Coğrafi konumu nedeniyle, Anadolu’nun güneyden kuzeye doğru iç bölgeler ile bağlantıyı sağlayan askeri, ticaret ve göç yollarının üzerinde kurulmuş olması, Göksun’u insan toplulukları için cazibe merkezi haline getirmiştir.
Verimli arazileri ve ikliminin tarım ve hayvancılığa uygun olması bölgenin yerleşim merkezi olarak seçilmesinde etkili olmuştur. İnsanların yerleşim alanı kurmada temel aldıkları en önemli faktörlerden biri olan su bakımından da oldukça zengin olan Göksun’da, ilk siyasi teşekkül Mama Kralığı olmuştur. Mama Krallığı’ndan günümüze pek bir şey kalmasa da sonraki Asur Koloni Çağı ve Genç Hitit Dönemi ile ilgili tarihi kalıntılar bulunmaktadır. Özellikle Aksu ve Hançer dereleri arasındaki coğrafyada bu gün Kırıkkilise, Kazandere, Hacıkodal, Büyük Çamurlu, Küçük Çamurlu, Büyükkutu, Küçükkutu ve Değirmendere yerleşim alanlarında yapılan arkeolojik çalışmalarda Hitit dönemiyle ilgili çok sayıda höyük, kaya mezarı, tapınak ve sunak gibi arkeolojik kalıntılar bulunmaktadır. Hititlerden sonra da Göksun, önemli bir merkez olma özelliğini sürdürmüştür. Göksun’dan başlayıp Elbistan’a kadar uzanan geniş düzlüklerde yapılan tarım ve hayvancılık bölgenin başka bölgelerden göç almasına neden olmuştur. Göksun, Kapadokya Satraplığı, Selefkoslar, Romalılar ve Bizans döneminde de canlılığını korumuştur. Bu döneme ait sunaklar, kilise ve tapınak kalıntıları, kale, amfi tiyatro, kaya mezarları, kaya evleri, höyük, hamam ve sivil mimariye dair kalıntılar Göksun’un tarihi ve kültürüne dair kıymetli bilgiler vermektedir.
Roma ve Bizans kaynaklarında Cocusus ya da Cocussos (Kokussos) olarak bilinen Göksun, Ermeniler tarafından da Kokson, Cosor gibi isimlerle adlandırılmıştır. Doğu Roma toprakları içerisinde kalan Göksun, Bizans döneminde de önemli bir yerleşim merkezi olma özelliğini korumuştur. Türkleri Anadolu’dan atmak ve Kudüs’ü Müslümanlardan geri almak için başlatılan Haçlı Seferlerinin geçiş güzergâhı olarak kullanılan Göksun, Bizans’ın Anadolu’da siyasi ve askeri gücünün zayıfladığı bir dönemde Malatya’dan Tarsus’a kadar uzanan bölgenin Ermenilerin kontrolüne geçmesi ile kurulan Ermeni Prensliğine bağlanmıştır.  

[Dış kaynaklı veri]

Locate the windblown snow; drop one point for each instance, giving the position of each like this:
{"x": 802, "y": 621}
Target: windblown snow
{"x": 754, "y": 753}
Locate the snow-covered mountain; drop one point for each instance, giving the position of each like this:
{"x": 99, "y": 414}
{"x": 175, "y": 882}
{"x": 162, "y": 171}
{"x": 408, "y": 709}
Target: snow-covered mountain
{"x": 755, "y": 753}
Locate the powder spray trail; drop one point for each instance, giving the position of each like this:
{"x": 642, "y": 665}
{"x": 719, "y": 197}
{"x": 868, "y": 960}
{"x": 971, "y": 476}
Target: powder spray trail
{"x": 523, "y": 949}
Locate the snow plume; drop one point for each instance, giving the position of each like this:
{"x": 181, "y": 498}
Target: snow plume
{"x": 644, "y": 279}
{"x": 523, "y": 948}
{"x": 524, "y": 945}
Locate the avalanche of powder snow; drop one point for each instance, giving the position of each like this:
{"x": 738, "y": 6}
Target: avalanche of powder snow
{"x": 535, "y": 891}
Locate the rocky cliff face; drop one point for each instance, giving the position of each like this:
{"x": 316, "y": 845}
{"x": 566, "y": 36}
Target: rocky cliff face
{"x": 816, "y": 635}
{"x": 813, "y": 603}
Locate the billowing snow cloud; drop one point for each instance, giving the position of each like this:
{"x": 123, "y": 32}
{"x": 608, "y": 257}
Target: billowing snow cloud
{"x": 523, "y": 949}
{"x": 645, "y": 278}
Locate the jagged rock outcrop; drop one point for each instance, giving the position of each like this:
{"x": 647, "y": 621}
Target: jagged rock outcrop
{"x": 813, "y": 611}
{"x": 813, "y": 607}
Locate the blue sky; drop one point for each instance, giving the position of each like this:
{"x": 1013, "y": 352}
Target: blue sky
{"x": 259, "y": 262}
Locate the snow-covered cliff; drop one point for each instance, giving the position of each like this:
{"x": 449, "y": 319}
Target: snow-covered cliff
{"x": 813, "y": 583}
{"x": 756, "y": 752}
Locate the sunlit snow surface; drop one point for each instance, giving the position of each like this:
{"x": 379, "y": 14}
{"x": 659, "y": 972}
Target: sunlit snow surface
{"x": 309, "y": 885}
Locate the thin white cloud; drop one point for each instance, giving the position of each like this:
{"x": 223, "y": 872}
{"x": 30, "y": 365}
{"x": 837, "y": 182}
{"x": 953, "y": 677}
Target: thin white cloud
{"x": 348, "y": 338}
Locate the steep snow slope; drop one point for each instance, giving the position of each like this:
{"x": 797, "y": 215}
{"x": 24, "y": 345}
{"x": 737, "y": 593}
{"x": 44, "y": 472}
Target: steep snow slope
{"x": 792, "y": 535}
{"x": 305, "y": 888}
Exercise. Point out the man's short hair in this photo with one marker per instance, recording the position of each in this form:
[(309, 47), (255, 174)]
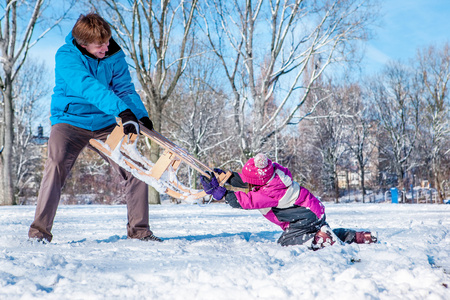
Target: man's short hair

Müslüman Araplar döneminde Göksun’a kadar seferler yapılmıştır. Hz. Ömer döneminde ve daha sonraki Emeviler ve Abbasiler döneminde İslam orduları Göksun ve çevresini fethetmek için seferler düzenlediyse de pek başarılı olamamışlardır. 

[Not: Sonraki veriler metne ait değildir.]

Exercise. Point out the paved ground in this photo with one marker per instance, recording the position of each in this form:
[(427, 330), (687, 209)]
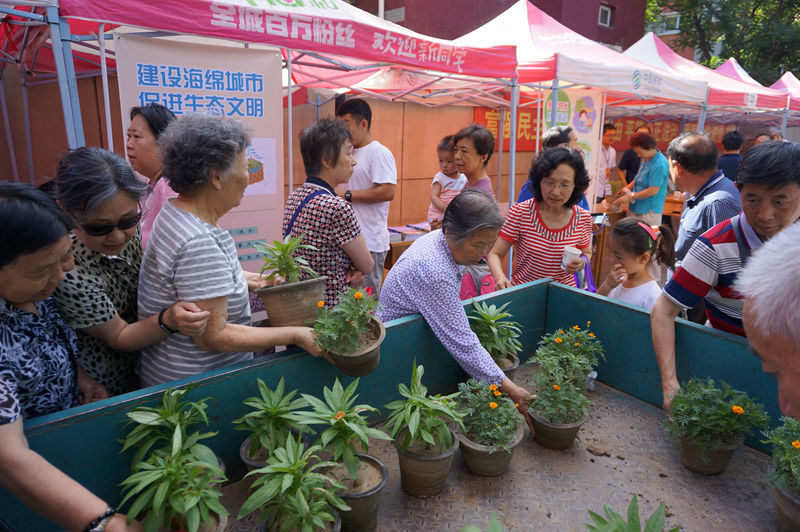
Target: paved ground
[(621, 450)]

Anadolu Selçuklu Devleti’nin önemli komutanlarından Emir Buldacı tarafından Ermeni Prensliği üzerine yapılan seferler neticesinde Elbistan ve Maraş çevresi Türklerin eline geçmiştir. Emir Buldacı’nın seferleri sonrasında Göksun Türk hâkimiyetine girse de I. Haçlı Seferi sırasından Anadolu Selçuklu Devleti bölgeden çekilmek zorunda kalmıştır. On bir yıl kadar süren Selçuklu hâkimiyetinden sonra tekrar elden çıkan Göksun, Ermenilerin kontrolü altına girmiştir. I. Haçlı Seferi sırasında bölgeden geçen Haçlı ordusu 3 gün kadar Göksun’da kalıp temel ihtiyaçlarını karşıladıktan sonra sarp yollardan geçmek şartıyla yollarına devam etmiş, ağır zayiatlar vererek Maraş’a oradan da Antakya’ya doğru seferlerini sürdürmüşlerdir.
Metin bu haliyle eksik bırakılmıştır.